Den beiden predigtflüchtigen Mädchen aus unserer Bankreihe gewidmet:

Hochaltar Maria Vesperbild

Wir sollen am Sonntag eine Predigt anhören, weil sie das Wort Gottes verkündet und die Gedanken der Menschen auf Gott lenkt.

Besuche willig und regelmäßig die Sonntagschristenlehre. Besonders wichtig und verpflichtend ist sie für die Schulentlassenen.

Wen der Teufel sicher haben will, den läßt er in keine Predigt mehr gehen“ (Augustinus).

Baseler Katechismus, 1947

Wie wird der Sonntag geheiligt?

Der Sonntag wird geheiligt durch die Sonntagsruhe, durch das heilige Meßopfer und durch gute Werke.

Wallfahrtskirche Schmerzhafte Gottesmutter, Birenbach

Wie schön müßte es sein, wenn alle Menschen der Erde am gleichen Tag von der Arbeit ruhten, um auf allen Altären Gott das heilige Opfer darzubringen! An diesem Tag rufen die Glocken das ganze Volk in das Haus Gottes. Die große Familie der Christen feiert den Tag des Herrn.

Der Besuch der heiligen Messe an allen Sonn- und Feiertagen ist im 2. Kirchengebot vorgeschrieben.

Gute Werke, welche zur Sonntagsheiligung beitragen, sind:

Die heilige Kommunion empfangen, Kranke besuchen, in einem guten Buch lesen usw. Es steht der Sonntagsheiligung nicht entgegen, wenn die Familie nach dem Gottesdienst die Zeit mit frohem Spiel und gelegentlich mit Ausflügen zubringt.

Die Natur ist Gottes Werk. Freue dich an ihrer Schönheit und danke Gott!

Baseler Katechismus, 1947

Was befiehlt Gott im dritten Gebot?

Im dritten Gebot befiehlt Gott, die ihm geweihten Tage zu heiligen.

Hochaltar der Wallfahrtskirche Ave Maria
Hochaltar der Wallfahrtskirche Ave Maria

„Gedenke, daß du den Sabbat heiligest“ (2 Mos 20,8).
So lautete das Gebot im Alten Bund. Gott hatte befohlen, sechs Tage zu arbeiten und am siebenten zu ruhen. In den sechs Schöpfungstagen hat er die Welt erschaffen, und am siebenten Tag ruhte er und heiligte ihn. Der Ruhetag hieß Sabbat.

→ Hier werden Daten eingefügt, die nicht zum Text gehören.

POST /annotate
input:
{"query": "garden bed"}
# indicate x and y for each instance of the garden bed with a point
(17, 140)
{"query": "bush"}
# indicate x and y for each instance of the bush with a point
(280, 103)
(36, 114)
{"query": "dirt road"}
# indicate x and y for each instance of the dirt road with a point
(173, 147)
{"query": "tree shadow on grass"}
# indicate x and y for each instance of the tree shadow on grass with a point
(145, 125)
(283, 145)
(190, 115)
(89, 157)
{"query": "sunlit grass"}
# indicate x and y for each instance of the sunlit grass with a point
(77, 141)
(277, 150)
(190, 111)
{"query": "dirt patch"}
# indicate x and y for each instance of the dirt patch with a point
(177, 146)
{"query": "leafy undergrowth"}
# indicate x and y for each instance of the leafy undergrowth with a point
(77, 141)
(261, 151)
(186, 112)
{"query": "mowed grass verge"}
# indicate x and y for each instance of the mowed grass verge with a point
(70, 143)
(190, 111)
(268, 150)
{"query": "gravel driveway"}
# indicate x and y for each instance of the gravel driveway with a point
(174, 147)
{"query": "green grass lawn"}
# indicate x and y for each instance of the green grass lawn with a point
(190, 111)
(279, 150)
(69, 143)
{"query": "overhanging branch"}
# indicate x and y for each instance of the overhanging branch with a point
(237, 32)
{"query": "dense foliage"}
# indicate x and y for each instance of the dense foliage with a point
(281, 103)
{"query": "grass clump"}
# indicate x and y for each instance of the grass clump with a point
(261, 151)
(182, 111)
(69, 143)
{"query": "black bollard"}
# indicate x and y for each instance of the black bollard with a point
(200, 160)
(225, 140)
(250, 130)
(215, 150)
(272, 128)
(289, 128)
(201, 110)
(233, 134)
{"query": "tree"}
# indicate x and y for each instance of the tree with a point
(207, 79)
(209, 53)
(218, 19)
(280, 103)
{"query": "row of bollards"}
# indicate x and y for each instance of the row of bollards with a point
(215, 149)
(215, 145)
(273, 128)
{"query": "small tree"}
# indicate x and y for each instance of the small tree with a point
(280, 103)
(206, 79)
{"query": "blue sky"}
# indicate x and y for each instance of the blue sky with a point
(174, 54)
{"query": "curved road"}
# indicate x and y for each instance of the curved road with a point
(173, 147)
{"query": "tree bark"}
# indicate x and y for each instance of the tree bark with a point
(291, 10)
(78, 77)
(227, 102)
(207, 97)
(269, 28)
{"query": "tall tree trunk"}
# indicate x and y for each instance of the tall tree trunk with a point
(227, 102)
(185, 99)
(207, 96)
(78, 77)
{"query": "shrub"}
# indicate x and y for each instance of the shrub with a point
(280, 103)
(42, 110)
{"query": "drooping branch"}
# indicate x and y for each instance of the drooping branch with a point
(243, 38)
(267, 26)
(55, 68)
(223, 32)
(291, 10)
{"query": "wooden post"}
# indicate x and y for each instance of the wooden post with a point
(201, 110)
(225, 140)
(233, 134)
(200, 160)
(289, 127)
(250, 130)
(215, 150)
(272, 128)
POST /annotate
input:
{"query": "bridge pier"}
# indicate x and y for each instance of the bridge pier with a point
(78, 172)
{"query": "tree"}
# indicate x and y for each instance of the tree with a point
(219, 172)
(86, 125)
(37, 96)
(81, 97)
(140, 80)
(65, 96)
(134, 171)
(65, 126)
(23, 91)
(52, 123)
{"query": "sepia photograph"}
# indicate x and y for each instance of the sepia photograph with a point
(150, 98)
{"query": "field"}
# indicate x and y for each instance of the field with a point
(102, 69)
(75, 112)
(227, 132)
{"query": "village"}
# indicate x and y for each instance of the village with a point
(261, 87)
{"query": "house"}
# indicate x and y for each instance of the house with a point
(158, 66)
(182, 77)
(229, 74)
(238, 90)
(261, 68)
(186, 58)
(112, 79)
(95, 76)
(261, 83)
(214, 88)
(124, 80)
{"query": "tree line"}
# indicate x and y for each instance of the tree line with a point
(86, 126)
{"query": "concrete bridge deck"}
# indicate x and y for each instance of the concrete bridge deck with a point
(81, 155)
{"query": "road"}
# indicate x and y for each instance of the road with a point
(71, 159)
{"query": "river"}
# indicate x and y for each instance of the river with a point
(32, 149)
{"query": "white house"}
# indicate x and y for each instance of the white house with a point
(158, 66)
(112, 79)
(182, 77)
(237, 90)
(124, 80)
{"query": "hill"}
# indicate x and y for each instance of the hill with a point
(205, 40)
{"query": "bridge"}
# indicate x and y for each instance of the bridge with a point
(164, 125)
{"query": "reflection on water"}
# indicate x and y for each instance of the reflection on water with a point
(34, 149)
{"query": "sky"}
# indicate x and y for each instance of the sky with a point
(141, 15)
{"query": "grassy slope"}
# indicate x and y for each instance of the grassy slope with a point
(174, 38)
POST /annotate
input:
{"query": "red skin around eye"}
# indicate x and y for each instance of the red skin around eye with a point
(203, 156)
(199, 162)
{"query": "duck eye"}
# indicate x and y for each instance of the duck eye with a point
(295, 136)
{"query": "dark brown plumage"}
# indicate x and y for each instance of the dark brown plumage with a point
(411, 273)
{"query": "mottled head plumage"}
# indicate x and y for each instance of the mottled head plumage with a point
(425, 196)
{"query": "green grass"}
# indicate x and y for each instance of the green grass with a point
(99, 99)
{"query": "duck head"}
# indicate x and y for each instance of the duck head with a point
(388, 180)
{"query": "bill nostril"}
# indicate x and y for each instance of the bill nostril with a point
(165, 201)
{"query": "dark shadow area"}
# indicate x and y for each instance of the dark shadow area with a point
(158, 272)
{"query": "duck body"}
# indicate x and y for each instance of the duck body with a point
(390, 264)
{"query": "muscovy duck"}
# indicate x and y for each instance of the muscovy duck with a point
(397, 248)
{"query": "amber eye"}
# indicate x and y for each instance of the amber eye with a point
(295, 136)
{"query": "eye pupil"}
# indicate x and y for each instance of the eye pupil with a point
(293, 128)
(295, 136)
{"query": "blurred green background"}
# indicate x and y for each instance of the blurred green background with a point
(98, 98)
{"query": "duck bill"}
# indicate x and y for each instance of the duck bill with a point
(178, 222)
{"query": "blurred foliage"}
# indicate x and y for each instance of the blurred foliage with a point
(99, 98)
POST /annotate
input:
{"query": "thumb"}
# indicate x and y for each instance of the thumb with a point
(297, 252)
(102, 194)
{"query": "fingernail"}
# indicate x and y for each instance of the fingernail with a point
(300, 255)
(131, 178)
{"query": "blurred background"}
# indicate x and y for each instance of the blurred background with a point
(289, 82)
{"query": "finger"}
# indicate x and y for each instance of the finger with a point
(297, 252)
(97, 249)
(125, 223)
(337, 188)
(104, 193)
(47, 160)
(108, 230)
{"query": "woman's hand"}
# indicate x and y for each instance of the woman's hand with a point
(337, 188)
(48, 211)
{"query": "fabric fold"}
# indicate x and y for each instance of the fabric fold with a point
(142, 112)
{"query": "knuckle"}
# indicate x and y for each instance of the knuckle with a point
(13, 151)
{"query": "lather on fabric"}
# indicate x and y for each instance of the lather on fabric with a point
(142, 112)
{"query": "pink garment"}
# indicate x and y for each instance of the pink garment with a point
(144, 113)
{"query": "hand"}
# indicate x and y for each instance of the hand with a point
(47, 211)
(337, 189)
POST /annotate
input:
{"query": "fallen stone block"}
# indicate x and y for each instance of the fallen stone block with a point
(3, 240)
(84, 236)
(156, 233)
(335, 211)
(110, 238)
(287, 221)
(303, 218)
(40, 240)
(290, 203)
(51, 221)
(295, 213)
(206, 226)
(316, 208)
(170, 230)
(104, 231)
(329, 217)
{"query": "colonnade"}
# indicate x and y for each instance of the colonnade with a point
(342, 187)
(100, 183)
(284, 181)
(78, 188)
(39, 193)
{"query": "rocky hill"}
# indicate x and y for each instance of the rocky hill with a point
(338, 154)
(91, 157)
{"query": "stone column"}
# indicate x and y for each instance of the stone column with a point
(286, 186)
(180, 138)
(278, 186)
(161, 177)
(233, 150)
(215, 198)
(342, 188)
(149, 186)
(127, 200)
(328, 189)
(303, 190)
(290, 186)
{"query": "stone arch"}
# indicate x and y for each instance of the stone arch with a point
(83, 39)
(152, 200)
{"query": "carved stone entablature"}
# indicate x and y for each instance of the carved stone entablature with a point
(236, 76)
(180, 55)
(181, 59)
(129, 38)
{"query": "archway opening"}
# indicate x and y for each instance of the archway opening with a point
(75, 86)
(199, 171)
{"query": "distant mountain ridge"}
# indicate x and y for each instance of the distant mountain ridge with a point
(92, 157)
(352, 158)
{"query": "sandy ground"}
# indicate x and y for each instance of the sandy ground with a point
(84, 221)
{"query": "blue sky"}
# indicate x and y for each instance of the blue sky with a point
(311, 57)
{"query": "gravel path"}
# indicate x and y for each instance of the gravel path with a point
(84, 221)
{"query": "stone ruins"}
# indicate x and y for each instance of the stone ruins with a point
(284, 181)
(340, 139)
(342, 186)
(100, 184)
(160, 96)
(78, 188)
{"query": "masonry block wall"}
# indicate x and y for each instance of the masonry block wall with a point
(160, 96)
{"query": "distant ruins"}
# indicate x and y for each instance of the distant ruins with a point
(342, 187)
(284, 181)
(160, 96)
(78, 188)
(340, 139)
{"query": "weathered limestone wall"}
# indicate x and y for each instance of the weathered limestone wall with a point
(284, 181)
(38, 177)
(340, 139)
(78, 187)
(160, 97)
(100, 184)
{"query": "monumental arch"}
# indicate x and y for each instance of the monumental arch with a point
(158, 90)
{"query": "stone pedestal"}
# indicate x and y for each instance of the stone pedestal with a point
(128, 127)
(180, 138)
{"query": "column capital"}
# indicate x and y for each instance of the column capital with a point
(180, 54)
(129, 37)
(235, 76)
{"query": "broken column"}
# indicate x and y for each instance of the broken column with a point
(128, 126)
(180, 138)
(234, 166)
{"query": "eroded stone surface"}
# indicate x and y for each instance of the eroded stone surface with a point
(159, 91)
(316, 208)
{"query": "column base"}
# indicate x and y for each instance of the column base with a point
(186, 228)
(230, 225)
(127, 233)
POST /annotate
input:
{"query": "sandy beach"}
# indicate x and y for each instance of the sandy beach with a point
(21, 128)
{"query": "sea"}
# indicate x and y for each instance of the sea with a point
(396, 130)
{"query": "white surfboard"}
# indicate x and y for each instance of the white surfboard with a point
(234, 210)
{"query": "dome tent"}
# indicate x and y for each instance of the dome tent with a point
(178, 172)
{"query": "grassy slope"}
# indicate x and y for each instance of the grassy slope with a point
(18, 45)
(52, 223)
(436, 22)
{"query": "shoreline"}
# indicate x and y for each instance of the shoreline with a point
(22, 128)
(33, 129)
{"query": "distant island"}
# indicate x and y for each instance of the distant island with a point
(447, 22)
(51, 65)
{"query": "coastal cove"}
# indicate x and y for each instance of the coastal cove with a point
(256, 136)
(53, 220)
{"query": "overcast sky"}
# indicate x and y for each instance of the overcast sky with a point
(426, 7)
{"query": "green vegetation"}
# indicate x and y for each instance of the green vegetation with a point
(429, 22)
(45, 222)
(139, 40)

Im Neuen Bund wurde statt des siebenten der erste Tag der Woche, der Sonntag, geheiligt. An diesem Tag ist unser Erlöser auferstanden und der Heilige Geist herabgekommen.

In der Apostelgeschichte wird berichtet, daß die Christen am ersten Tag der Woche zum Brotbrechen zusammenkamen (Apg 20,7). „Brotbrechen“ bedeutet heilige Messe und Kommunion.

Die Heiden feierten dem Sonnengott zu Ehren einen Sonnen-Tag. Die Christen behielten diesen Namen „Sonntag“. Der Heiland ist das Licht der Welt. Sie nannten diesen Tag aber auch „Tag des Herrn“ (Dominica).